Le goût des responsabilités m'a amené à poursuivre ma formation militaire par le cycle PEOR (finalisé l'année dernière à l'EOGN) afin de devenir officier de réserve. Depuis cette année j'ai pris la responsabilité auprès du conseiller réserve de mon groupement de la formation des militaires du rang de réserve. La mise en place des plannings, la prise de responsabilité et le relationnel ne sont pas si éloignés de la vie civile, la boucle est bouclée!
Que vous apporte cette activité ?
Mon activité de réserviste (2 jours par mois en moyenne) me donne entière satisfaction dans la mesure où en fin de journée en unité j'ai pu apporter une contribution dans le bon déroulement d'une enquête, d'une manifestation de grande ampleur, de secours sur un accident de la circulation... Mais au delà du sentiment d'avoir aidé la population, la rigueur et la ponctualité sont des atouts que m'apportent mon deuxième emploi!
Ayant depuis le début de l'année la charge d'un peloton de 30 personnes dans le cadre de leurs formations DAR, il faut donc être responsable et responsabiliser, deux comportements qui me guident en tant que militaire mais aussi en tant que citoyen.
Comment conciliez-vous votre vie personnelle, professionnelle et vos activités de réserviste ?
Lorsque je me suis engagé je ne pensais pas gérer un planning "complexe" de mes week-ends. Mes amis planifiaient des sorties le soir, moi je me préparais pour des patrouilles de surveillance générale nocturne!
Le plus contraignant a été la formation initiale étalée sur 3 ans sur trois modules (PMSG-PEOR1-PEOR2, EOGN Melun), les vacances ont été vite organisées! Faire état de ses disponibilités à l'avance permet une stricte planification pour que notre vie privée ne soit pas perturbée.
Au niveau professionnel je suis transparent avec mes activités en Gendarmerie ce qui permet à mon environnement de découvrir l'institution. Cette transparence permet à mes responsables de comprendre que je peux renforcer une unité en cas de besoin immédiat (Rave Party par exemple)!
Dans ce cas je puise dans le solde de mes RTT ou jours de congés pour limiter l'impact administratif de mon engagement.
Avez-vous une anecdote, un souvenir personnel à propos de la JNR ?

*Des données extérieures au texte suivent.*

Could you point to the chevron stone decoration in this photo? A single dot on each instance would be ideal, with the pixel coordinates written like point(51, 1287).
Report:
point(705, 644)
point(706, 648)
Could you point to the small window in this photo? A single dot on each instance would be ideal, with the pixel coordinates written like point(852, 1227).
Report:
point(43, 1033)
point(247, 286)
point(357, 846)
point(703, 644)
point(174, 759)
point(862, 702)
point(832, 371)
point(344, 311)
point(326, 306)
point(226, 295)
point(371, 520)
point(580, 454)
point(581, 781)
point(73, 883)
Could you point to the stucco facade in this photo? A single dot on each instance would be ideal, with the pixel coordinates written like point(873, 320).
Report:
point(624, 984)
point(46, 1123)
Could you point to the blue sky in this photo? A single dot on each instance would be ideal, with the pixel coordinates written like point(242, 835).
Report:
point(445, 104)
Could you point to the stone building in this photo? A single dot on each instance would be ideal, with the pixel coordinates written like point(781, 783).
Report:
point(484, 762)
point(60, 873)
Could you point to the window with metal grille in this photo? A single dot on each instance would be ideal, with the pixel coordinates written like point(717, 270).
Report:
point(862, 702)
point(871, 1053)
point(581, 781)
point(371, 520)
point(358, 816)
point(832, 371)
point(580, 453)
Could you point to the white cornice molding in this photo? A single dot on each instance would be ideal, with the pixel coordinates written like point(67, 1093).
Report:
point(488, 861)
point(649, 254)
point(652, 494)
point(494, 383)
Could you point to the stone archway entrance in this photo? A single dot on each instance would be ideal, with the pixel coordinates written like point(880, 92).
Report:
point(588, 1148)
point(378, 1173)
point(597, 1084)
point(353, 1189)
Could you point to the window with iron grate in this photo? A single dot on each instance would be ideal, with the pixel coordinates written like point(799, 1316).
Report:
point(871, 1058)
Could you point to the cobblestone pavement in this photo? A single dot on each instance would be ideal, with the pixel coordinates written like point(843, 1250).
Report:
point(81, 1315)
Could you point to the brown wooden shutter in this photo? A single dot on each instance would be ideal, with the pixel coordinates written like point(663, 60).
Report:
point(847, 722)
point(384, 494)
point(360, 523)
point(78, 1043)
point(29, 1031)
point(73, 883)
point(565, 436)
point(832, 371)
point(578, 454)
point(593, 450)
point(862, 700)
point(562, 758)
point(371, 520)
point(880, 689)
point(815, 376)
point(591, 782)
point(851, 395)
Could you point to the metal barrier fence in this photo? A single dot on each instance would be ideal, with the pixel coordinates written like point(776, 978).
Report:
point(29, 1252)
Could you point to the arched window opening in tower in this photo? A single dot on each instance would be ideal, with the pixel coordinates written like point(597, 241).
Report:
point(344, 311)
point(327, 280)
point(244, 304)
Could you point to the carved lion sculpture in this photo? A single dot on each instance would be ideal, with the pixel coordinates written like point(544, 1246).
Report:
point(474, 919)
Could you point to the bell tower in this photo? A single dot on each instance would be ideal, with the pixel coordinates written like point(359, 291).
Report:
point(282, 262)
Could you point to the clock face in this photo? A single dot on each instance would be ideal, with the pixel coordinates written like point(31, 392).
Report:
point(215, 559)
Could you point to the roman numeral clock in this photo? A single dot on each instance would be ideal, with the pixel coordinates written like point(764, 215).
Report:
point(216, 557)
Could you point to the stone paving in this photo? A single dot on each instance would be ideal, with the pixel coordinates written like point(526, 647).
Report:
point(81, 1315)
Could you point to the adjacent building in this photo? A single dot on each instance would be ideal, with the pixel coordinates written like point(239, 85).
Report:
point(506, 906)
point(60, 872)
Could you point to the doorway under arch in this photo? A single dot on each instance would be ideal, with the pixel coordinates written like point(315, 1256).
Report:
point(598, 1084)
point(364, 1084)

J'ai plutôt une anecdote issue d'une présentation des composantes de la Gendarmerie au public dans une grande galerie commerçante à Chartres.
Je me souviens du passage au stand d'un voisin qui ne connaissait pas ma deuxième vie. En venant vers moi il a été surpris et il voulait connaitre les raisons de ma démission de mon emploi civil! Je lui ai présenté la réserve et il est reparti avec plusieurs plaquettes et l'idée que je pouvais intervenir pendant un renfort en brigade s'il se faisait cambrioler! Cette anecdote reflète parfaitement le rôle des réservistes présenté notamment lors des JNR.
Cette synergie entre vie professionnelle et militaire mêlée à un fort sentiment de service à la nation me permet d'annoncer simplement que je ne regrette en aucun
cas mon engagement. La réserve opérationnelle je la vis tous les jours!